A key feature of teaching communities of practice (CoP) is the sharing and receiving of feedback on current teaching challenges. Often times, this activity looks like one participant orally sharing a teaching challenge followed by an unstructured discussion where other participants respond to the challenge with advice for how to address it now and how to prevent it in the future. In my experience facilitating a teaching community of practice for Graduate Teaching Assistants (GTAs), I have found that this activity can be challenging for participants for several reasons:

  • In a group of 10-15 participants, different people will process and be ready to respond to the teaching challenge at different speeds. Some participants may need to more information from the speaker to provide feedback, but don’t get a chance to gather it before other participants jump in with feedback. This results in the discussion being dominated by those that process information quickly or those that feel comfortable giving feedback without as much context.
  • Participants may be reluctant to share their own teaching challenges, because the flow of the conversation is unstructured and may drift away from their needs with respect to the teaching challenge. Additionally, some participants may refrain from sharing a challenge because they are not confident in their ability to pinpoint the challenge such that the other participants will be able to understand it and give suitable feedback.

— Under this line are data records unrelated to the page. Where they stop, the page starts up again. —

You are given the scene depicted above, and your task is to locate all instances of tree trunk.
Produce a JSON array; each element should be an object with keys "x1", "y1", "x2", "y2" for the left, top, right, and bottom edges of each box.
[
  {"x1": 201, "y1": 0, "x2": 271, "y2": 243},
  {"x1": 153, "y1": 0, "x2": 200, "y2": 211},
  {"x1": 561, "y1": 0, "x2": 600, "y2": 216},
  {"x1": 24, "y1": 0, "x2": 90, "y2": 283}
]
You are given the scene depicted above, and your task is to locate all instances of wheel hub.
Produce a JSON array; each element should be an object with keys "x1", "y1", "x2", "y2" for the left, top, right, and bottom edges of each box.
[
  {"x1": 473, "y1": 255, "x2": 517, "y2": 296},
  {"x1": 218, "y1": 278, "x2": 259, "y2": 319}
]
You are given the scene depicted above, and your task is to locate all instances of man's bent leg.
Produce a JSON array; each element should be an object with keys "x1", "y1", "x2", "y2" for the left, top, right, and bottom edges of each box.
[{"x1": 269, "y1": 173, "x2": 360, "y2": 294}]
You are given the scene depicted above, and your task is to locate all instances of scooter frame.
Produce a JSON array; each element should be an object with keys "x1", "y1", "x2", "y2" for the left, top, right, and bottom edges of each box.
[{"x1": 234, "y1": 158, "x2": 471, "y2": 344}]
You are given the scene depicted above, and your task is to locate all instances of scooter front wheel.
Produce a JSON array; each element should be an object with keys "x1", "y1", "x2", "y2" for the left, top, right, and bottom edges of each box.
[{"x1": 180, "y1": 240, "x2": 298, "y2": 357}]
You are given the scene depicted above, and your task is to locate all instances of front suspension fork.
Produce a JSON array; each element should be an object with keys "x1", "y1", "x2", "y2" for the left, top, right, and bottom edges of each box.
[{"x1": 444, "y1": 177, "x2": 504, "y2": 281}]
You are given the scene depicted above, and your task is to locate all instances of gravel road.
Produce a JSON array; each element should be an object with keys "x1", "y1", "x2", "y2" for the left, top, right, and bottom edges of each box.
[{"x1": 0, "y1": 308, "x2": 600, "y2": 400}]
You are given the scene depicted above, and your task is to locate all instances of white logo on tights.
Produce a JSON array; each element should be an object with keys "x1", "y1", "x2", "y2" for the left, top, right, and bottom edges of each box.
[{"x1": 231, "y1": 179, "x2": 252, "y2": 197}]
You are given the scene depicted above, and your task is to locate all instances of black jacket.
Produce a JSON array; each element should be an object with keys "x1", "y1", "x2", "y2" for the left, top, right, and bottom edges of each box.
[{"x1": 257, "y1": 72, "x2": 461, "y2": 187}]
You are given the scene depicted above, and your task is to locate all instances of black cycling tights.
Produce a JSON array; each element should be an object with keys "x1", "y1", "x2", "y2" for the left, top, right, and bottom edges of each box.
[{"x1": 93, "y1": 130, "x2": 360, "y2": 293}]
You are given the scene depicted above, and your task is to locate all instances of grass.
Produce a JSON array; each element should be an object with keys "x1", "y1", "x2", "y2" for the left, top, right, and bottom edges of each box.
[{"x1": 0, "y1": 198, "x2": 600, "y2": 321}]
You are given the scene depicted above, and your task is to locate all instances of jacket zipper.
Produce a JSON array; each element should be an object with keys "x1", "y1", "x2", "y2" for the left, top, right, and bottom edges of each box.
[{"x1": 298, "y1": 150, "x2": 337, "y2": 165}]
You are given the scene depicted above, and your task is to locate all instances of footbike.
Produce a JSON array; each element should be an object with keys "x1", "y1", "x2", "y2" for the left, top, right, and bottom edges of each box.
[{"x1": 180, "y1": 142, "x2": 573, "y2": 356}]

I wanted to share the discussion protocol I developed to use in a teaching community of practice to address some of these issues. Feel free to use it or adapt it, and let me know how it goes!

Discussion protocol for “just-in-time” teaching feedback activity

Note on facilitation: Although I facilitate most of the teaching CoP meeting, I allow the speaker (i.e. the person presenting the challenge) to run this part of the meeting. As part of this role, they can decide whether they want people to raise their hands to speak, just start speaking when they have something to contribute, or some other system.

Speaker: Gives a brief (2-3 min) overview of challenge(s). Makes sure to mention:

  • Who is involved? (students, other instructors, others?)
  • What is the challenge and why does it feel challenging to you?
  • What teaching theme is at play (classroom climate, student preparation or misconceptions, group dynamics, assessment, feedback, instructor of record – TA relationship, etc.)
  • What can the group help you with? 

Listeners: Listen actively, and then:

  • Responses round 1: Ask clarifying questions. The group cannot give advice or feedback during this round. They can only ask questions to help them understand the speaker’s teaching challenge or what they need support with. (The point of this round of questions is three-fold. One, this helps folks who need more time to process the challenge to make sure they understand the situation, and have time to gather their thoughts. Two, it gives the speaker another opportunity to highlight the points that are important to them and what kind of support they need. Three, it helps the whole group fill out the details of the scenario to support the next part of the discussion).
  • Responses round 2: The listeners now have a chance to respond in keeping with the speaker’s “ask” (i.e. what they asked for support with). The facilitator and group members hold other group members accountable when they are offering feedback or advice that wasn’t requested by the main speaker.